第6章 一大イベント(part. 1)
「仕事の日はアラームを六…複数セットしてるんです。でも今日は一回目で起きられました!」
りんはスマホの時間を確認すると、にこにことしながらそう報告する。
杏寿郎もそれをにこにことしながら聞いていた。
杏「そうか!偉いぞ!!」
杏寿郎がそう褒めて額に口付けるとりんは笑顔のまま固まり、じわっと頬を染めた。
「…あ……、では起きましょうか…。」
杏「君はしてくれないのか。」
「………。」
言葉では優しくねだっていたが、腕は矛盾するようにりんを逃すまいとガッチリ抱き留めている。
りんはそこから抜け出せそうにない事を認めると、目をぎゅっと瞑りながら杏寿郎の額に口付けた。

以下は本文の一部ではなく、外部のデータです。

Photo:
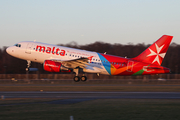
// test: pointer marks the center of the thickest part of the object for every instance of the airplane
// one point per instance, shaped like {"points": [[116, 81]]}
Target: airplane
{"points": [[64, 59]]}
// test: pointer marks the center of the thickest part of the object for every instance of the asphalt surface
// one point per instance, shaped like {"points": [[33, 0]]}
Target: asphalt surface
{"points": [[76, 97], [93, 95]]}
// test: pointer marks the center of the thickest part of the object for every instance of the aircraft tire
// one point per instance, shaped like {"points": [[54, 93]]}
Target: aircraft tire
{"points": [[83, 78], [76, 78]]}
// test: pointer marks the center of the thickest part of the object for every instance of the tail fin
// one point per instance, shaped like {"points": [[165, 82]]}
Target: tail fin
{"points": [[156, 52]]}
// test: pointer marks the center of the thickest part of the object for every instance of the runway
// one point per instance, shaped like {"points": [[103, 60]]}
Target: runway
{"points": [[93, 95]]}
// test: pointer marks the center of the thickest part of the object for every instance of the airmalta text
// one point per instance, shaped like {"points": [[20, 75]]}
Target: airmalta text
{"points": [[49, 50]]}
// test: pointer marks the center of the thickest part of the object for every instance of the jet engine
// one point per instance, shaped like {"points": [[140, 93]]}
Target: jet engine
{"points": [[52, 66]]}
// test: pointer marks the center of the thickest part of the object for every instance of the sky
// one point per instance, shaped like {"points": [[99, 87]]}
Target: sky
{"points": [[88, 21]]}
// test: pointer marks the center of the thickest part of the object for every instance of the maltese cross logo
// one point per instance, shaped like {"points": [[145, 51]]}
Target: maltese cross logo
{"points": [[157, 54]]}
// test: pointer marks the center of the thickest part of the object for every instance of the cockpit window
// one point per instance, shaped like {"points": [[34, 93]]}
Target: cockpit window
{"points": [[17, 45]]}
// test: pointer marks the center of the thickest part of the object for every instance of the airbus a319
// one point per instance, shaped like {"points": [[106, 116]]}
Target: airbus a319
{"points": [[64, 59]]}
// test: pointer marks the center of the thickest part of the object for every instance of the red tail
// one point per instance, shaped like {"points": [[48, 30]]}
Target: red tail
{"points": [[156, 52]]}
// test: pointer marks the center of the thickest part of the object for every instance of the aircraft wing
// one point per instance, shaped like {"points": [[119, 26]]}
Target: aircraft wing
{"points": [[80, 62]]}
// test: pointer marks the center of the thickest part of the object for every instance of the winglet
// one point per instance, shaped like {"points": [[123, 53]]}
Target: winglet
{"points": [[156, 52]]}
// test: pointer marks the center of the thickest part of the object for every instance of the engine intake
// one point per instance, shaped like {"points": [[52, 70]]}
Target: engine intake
{"points": [[52, 66]]}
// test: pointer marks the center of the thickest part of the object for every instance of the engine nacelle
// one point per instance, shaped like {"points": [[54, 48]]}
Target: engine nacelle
{"points": [[52, 66]]}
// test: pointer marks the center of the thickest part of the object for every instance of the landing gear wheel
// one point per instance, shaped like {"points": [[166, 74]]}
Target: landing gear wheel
{"points": [[76, 78], [83, 78]]}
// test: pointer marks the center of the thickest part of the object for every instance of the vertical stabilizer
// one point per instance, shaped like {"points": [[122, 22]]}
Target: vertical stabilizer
{"points": [[156, 52]]}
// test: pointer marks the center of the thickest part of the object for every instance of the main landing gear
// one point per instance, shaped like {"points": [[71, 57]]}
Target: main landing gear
{"points": [[77, 78], [82, 78]]}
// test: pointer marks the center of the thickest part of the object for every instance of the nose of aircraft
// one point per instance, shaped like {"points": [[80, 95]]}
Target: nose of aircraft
{"points": [[9, 50]]}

すると目を瞑っているのをいい事に杏寿郎はりんの唇にも口付けた。
「…っ」
杏「うむ!良い朝だな!!」
りんはパッと呆気なく解放されると、とある確信をした。
(杏寿郎さんは爽やかで清らかで誠実な人だけど、それだけじゃない…。とってもせっかちで…何より強引だ…。)
そんな事を思ったが、同時に『自分が優柔不断だから相性が良いのかな…?』とも思った。